2 Das Finanzamt vertrat in einem geänderten Gruppenfeststellungsbescheid vom 7. Juli 2008 die Auffassung, im Hinblick auf die Nichteinhaltung der Mindestdauer der Gruppenzugehörigkeit der Rechtsvorgängerin der Revisionswerberin sei die Gruppenzugehörigkeit auf Grund der Umwandlung in eine Personengesellschaft gemäß § 9 Abs. 9 und Abs. 10 dritter Teilstrich KStG 1988 auch für das Jahr 2005 (und nicht erst mit Wirkung ab der Veranlagung 2006) zu verneinen.

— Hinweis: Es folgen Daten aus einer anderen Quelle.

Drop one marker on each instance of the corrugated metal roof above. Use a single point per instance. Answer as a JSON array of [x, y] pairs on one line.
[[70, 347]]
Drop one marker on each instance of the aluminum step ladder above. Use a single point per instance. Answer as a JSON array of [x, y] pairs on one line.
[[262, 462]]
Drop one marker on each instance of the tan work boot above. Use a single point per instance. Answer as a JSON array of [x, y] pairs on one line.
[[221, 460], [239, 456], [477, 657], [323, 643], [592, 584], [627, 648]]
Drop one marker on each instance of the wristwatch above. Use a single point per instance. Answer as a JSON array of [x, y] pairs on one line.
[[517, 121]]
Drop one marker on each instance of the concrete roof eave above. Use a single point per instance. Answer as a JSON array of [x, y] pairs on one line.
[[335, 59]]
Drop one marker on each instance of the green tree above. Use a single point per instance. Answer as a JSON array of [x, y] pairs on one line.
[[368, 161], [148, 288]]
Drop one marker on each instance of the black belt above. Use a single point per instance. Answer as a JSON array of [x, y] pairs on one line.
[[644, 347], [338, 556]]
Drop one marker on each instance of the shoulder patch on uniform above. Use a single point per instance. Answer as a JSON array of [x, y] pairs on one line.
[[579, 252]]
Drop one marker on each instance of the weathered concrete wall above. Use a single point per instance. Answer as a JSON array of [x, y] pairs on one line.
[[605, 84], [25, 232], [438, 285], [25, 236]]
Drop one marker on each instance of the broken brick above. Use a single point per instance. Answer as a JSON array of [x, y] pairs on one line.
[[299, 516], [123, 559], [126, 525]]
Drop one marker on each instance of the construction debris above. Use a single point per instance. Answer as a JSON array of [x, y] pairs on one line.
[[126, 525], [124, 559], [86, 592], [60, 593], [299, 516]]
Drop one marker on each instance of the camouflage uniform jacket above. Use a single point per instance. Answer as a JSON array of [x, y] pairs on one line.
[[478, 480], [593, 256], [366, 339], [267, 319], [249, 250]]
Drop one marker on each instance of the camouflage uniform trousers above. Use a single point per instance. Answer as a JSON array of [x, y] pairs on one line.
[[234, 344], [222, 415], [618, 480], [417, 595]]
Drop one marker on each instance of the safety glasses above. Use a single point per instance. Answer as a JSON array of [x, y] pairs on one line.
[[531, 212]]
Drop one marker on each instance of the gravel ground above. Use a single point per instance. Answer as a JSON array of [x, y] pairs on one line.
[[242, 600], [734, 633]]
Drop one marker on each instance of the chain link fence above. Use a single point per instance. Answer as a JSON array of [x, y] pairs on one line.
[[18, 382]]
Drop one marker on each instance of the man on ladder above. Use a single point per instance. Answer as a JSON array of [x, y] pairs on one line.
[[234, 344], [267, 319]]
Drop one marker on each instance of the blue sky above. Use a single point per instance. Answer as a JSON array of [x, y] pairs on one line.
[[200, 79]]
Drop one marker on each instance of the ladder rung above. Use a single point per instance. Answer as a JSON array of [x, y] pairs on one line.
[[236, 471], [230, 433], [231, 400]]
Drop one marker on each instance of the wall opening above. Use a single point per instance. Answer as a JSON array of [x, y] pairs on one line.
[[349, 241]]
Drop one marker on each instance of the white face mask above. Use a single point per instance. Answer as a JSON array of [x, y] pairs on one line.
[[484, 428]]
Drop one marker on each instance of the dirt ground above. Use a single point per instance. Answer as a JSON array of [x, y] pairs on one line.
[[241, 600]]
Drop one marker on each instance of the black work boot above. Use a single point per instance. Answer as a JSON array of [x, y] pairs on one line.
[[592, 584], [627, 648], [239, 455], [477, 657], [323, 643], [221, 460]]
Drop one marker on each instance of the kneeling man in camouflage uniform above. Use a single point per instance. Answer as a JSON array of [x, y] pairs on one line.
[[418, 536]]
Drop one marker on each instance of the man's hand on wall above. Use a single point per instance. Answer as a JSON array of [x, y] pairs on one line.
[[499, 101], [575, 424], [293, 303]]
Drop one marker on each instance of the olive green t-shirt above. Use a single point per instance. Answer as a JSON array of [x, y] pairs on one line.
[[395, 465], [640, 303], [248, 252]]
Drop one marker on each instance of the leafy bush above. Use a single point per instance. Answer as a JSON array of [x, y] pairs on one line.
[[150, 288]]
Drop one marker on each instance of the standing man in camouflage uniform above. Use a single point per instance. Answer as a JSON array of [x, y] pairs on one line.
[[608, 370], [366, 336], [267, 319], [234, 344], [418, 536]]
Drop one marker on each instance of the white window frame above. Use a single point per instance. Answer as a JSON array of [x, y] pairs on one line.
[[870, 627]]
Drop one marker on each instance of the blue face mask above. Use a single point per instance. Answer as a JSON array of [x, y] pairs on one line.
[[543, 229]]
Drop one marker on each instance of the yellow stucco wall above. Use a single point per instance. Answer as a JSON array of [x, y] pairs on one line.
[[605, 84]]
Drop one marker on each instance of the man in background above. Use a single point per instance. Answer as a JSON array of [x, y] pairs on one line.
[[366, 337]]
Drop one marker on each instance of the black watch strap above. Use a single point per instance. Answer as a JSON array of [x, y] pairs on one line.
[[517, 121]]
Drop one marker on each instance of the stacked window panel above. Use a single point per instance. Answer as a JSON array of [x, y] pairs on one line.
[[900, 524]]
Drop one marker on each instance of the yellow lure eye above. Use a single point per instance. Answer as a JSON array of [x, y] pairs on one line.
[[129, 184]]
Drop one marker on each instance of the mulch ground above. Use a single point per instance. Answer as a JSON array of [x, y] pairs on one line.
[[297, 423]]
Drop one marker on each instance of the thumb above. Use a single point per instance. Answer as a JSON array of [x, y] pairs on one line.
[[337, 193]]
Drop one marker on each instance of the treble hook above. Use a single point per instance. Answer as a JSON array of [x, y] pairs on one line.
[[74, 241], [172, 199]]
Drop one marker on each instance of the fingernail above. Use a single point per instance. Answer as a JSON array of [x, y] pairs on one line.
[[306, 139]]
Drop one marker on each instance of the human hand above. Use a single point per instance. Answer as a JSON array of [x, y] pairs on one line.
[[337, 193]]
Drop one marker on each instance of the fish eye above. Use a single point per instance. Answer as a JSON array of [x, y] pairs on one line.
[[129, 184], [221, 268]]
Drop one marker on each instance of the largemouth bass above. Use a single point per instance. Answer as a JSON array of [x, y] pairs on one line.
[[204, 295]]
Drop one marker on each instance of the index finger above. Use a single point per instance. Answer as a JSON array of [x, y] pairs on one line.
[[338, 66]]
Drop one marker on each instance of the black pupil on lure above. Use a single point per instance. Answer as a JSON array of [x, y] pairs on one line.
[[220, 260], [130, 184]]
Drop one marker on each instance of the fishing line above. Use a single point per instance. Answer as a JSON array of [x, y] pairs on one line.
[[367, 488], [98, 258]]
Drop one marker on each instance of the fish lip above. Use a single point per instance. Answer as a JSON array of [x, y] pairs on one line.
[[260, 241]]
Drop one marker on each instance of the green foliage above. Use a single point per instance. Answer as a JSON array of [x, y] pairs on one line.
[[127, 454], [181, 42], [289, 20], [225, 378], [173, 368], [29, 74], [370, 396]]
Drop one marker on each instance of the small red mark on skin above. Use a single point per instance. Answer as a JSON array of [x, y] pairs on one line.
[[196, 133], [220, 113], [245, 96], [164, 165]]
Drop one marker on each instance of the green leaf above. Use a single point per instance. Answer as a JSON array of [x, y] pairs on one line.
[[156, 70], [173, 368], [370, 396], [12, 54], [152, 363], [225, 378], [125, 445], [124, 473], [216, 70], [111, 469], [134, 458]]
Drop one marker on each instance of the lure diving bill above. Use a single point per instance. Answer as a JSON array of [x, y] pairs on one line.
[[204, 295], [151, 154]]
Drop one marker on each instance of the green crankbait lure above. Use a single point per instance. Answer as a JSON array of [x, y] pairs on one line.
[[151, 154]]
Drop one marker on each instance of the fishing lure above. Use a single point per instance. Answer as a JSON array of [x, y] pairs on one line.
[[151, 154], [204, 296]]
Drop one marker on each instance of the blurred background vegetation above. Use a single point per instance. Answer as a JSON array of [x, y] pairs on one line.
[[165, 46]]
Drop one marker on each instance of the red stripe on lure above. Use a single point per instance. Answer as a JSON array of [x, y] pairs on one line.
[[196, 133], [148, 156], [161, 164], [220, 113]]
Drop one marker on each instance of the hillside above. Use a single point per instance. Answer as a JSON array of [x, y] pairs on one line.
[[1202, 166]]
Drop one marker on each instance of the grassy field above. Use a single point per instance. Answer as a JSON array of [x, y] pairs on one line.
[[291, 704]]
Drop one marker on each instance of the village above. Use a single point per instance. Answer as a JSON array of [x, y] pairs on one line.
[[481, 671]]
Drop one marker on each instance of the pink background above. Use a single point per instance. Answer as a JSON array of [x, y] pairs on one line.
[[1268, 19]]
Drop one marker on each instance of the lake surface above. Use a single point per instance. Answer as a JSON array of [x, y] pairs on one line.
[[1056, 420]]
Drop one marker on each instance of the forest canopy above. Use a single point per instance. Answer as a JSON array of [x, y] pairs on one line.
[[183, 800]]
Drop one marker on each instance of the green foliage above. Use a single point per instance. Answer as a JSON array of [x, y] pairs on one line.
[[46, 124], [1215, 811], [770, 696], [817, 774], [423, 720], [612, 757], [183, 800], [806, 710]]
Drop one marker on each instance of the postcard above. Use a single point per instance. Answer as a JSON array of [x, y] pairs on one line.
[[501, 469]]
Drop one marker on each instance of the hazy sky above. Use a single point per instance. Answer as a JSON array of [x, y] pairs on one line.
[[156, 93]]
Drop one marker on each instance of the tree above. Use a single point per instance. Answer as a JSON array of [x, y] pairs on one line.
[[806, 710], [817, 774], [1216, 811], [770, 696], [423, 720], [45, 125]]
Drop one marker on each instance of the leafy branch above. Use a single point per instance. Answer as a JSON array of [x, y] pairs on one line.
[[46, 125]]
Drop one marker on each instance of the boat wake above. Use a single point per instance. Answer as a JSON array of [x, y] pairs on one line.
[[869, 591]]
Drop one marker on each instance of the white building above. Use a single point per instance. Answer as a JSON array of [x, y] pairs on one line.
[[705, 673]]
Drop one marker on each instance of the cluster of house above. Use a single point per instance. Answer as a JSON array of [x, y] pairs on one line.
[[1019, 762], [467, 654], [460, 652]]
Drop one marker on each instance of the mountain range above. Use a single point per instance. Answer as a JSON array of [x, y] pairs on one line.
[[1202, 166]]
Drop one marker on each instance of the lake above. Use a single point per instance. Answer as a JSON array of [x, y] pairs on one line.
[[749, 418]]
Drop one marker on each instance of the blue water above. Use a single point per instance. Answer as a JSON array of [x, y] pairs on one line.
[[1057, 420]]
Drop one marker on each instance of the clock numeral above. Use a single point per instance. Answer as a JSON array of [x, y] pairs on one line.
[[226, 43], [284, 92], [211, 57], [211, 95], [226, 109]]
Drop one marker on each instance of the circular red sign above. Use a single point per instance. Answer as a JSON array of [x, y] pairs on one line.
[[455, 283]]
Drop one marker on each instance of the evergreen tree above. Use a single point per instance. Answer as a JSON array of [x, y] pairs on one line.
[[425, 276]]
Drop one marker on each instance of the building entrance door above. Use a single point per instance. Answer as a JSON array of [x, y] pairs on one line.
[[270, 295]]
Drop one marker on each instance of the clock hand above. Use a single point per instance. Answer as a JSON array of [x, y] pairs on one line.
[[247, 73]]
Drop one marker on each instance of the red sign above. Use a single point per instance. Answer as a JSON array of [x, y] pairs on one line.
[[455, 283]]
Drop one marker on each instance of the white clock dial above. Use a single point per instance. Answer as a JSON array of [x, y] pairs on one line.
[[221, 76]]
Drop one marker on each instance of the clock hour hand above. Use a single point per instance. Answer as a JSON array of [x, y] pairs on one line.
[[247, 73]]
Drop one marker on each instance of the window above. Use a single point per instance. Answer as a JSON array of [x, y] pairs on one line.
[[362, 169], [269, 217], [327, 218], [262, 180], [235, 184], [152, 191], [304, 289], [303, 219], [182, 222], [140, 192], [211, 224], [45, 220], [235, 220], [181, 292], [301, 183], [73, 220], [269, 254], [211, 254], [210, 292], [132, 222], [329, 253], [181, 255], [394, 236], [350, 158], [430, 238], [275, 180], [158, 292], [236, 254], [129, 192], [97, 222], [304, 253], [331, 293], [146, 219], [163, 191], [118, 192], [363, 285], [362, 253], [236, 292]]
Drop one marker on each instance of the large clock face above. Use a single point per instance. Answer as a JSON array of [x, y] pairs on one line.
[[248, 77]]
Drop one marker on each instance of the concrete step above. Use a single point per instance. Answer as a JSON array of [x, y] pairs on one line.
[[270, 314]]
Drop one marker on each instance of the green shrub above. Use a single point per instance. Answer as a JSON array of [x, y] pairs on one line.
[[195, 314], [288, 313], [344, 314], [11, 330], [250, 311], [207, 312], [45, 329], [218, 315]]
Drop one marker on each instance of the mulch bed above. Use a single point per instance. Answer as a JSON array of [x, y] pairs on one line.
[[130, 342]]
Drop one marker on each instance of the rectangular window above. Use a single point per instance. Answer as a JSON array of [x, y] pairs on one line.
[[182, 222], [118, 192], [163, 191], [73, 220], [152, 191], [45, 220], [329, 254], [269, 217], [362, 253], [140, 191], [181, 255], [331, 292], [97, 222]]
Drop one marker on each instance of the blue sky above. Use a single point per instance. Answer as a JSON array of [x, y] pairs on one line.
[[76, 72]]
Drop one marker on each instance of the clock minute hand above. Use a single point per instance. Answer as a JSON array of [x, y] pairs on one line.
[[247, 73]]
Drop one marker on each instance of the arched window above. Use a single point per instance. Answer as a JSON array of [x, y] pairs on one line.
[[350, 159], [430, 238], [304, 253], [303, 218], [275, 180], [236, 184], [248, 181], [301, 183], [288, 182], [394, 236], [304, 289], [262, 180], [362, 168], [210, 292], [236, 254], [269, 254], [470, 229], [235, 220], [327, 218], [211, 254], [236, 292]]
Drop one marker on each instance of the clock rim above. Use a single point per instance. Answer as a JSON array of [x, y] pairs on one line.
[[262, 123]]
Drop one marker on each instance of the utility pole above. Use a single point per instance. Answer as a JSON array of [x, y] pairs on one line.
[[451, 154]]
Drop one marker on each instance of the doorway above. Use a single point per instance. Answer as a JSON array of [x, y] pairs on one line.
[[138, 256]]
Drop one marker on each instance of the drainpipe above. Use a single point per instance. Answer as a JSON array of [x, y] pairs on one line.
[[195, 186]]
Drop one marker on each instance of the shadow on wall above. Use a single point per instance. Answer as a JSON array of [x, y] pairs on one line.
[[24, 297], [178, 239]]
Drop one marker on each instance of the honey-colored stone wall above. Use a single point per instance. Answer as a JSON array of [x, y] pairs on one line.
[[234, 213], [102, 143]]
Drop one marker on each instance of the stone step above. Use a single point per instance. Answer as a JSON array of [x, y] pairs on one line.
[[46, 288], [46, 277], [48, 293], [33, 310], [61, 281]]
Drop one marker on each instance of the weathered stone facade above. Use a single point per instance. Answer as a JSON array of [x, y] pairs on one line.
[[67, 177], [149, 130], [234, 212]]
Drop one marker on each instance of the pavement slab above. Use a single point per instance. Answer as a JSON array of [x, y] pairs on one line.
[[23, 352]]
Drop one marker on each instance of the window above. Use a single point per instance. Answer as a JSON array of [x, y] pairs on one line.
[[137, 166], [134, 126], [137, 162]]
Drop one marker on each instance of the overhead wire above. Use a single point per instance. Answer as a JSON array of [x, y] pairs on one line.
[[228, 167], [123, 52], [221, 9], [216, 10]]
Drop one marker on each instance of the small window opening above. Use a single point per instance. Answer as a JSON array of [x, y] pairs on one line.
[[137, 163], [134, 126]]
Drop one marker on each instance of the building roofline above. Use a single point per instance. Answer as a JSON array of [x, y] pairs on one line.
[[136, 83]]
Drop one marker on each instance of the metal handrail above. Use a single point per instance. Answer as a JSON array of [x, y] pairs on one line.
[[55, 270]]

Es wurde festgestellt, die Zugehörigkeit dieses Gruppenmitgliedes zur Gruppe gelte ab der Veranlagung 2005 rückwirkend als aufgehoben.
3 Mit dem angefochtenen Erkenntnis wies das Bundesfinanzgericht die von ihm als Beschwerde zu behandelnde Berufung der Revisionswerberin gegen den Bescheid vom 7. Juli 2008 als unbegründet ab. Es begründete dies im Wesentlichen damit, dass keine Vermögensübertragung innerhalb der Gruppe im Sinne des § 9 Abs. 5 vierter Satz KStG 1988 vorliege. Das Vermögen sei auf eine Personengesellschaft (KG) übertragen worden, die nicht Gruppenmitglied sein könne. Eine Revision erklärte das Bundesfinanzgericht für zulässig, weil zu der zu lösenden Rechtsfrage noch keine Judikatur des Verwaltungsgerichtshofes vorliege.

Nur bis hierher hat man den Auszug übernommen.